Mr Bharrat Jagdeo and his associates presented a vision to the Guyanese people way back in 2006 of building a modern and prosperous Guyana. The question to ask almost a decade later is ‒ have they?
They promised the people to advance the transformation of the country with their plans to:
1. Modernise the sugar industry ‒ did they?
2. Establish an ICT industry with e-governance, business-process operations and high quality software engineering solutions ‒ did they?
3. Launch an agri-diversification and export plan that would have seen the opening up of thousands of acres of new lands to plant pumpkin, plantains, pineapples and pepper for export ‒ did they?
4. Launch a livestock and aquaculture regeneration plan to make Guyana into the meat exporting and fish exporting hub of Caricom ‒ did they?
5. Launch a low carbon initiative that was supposed to release hundreds of millions of dollars for economic transformation ‒ did they?
This PPP score sheet clearly establishes that Jagdeoism has failed on all counts, and it has in the process rendered the PPP into a failed political party not fit to lead this nation.
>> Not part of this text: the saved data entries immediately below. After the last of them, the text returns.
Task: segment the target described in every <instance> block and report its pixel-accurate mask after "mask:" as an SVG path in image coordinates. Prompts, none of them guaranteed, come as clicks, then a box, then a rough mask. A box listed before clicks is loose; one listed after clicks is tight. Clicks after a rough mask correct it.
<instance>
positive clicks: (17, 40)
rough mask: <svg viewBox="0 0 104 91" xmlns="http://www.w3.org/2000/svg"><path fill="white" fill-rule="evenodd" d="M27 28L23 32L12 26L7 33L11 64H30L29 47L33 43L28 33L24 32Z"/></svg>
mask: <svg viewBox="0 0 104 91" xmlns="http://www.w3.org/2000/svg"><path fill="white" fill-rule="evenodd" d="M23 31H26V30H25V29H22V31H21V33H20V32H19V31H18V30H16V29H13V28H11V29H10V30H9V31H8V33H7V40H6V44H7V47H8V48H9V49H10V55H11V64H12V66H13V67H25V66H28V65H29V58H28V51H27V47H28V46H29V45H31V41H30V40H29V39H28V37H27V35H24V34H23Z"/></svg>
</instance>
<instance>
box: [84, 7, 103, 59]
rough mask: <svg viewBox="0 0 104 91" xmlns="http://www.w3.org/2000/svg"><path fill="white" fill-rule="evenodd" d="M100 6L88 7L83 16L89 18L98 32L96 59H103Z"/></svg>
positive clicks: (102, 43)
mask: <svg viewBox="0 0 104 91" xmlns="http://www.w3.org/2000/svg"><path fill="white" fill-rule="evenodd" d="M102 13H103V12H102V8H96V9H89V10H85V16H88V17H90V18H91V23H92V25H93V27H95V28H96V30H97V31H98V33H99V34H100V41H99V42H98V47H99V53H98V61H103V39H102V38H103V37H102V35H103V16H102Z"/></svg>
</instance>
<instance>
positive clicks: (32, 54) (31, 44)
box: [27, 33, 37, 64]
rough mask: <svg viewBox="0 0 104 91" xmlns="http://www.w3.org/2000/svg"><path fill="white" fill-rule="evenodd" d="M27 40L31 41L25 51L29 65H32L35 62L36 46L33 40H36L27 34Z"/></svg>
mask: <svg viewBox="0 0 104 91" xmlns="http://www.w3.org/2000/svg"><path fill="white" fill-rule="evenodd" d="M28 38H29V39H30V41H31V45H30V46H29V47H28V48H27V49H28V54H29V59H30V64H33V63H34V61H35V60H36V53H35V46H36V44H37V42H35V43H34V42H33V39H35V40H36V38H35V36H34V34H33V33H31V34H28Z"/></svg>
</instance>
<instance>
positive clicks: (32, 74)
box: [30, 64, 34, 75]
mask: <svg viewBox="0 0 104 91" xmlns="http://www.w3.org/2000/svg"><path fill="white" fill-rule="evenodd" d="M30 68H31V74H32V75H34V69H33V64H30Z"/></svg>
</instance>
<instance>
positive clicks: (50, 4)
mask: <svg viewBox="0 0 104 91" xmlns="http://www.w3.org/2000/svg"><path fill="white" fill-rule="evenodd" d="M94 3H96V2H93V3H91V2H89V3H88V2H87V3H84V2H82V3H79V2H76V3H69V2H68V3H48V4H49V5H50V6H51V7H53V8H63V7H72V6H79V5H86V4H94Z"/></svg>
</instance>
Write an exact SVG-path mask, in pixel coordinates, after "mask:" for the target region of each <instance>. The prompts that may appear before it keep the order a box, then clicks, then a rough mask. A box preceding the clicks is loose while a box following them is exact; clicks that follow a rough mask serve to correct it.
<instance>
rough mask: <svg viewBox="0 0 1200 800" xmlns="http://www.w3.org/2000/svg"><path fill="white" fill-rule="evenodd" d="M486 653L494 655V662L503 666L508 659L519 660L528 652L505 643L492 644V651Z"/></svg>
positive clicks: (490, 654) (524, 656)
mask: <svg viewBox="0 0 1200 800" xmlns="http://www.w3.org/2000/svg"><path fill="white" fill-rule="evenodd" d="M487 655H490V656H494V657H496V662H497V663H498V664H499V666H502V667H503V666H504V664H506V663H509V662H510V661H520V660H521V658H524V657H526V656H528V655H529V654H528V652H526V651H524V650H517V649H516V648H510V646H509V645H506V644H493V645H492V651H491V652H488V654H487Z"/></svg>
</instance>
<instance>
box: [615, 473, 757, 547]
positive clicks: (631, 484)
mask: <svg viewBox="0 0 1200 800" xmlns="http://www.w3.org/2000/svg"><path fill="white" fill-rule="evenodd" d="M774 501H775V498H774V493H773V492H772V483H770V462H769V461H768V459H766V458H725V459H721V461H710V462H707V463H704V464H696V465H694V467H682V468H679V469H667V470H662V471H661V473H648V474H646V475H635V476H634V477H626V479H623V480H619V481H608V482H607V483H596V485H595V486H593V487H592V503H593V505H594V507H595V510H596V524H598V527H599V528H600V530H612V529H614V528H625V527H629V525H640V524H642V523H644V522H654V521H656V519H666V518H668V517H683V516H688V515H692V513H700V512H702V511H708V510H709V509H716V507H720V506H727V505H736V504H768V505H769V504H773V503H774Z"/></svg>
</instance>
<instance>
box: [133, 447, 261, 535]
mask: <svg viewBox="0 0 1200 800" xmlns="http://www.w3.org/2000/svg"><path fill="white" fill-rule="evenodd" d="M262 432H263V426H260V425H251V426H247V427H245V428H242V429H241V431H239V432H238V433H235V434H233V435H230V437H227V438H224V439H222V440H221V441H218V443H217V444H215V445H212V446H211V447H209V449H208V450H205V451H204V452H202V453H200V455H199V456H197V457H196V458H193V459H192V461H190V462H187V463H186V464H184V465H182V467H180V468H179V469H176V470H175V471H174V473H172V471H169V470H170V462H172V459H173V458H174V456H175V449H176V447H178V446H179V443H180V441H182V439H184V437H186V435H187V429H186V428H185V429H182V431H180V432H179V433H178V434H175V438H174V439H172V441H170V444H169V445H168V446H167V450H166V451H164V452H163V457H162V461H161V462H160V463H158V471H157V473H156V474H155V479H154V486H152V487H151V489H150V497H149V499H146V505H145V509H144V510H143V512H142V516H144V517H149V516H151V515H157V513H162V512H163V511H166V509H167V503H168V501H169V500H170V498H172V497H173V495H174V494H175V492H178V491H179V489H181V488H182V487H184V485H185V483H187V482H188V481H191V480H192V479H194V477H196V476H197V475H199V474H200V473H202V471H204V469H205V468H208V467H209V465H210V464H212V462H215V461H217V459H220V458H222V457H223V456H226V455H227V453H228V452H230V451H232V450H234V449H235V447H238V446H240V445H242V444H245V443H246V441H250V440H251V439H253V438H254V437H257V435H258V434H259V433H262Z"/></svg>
How much more can the people take of the PPP highway to nowhere?
My deepest worry is that we have lost a decade and the vast majority of Guyanese workers are left behind while a small group of Jagdeoites have become well off, while the majority of workers continue to cope in poverty. For how much longer will the workers bear the strain?
Economically, politically and socially this is a very unhealthy situation. The facts are that the have-nots are well aware of why they are where they are, and many are prepared to send a stronger message to those whom they believed have plundered their patrimony.
Leaders who do not know their history are bound to repeat the mistakes of the past, and yet the PPP has not learnt how to lead in a multi-cultural, multi-ethnic society. The key to Guyana moving forward is healthy growth rates of 7–8 per cent as were achieved in the Asgar Ally/Cheddi Jagan administration, and a better system of distributing the wealth of the nation to more of the people.
That is why I humbly advise the President to make the radical decision of giving all workers a one-off wage increase of 10 per cent now, a position the AFC has been lobbying for since 2012. This move will take much pressure out of the political pot in Guyana where the vast majority will do anything to feed their family. History will forever remember this year if the President acts presidentially and leads from the front by offering the people a wage increase that will truly ease the burden.
Five per cent cannot work and is a recipe for greater political activism, which clearly is not in the PPP’s best political interest.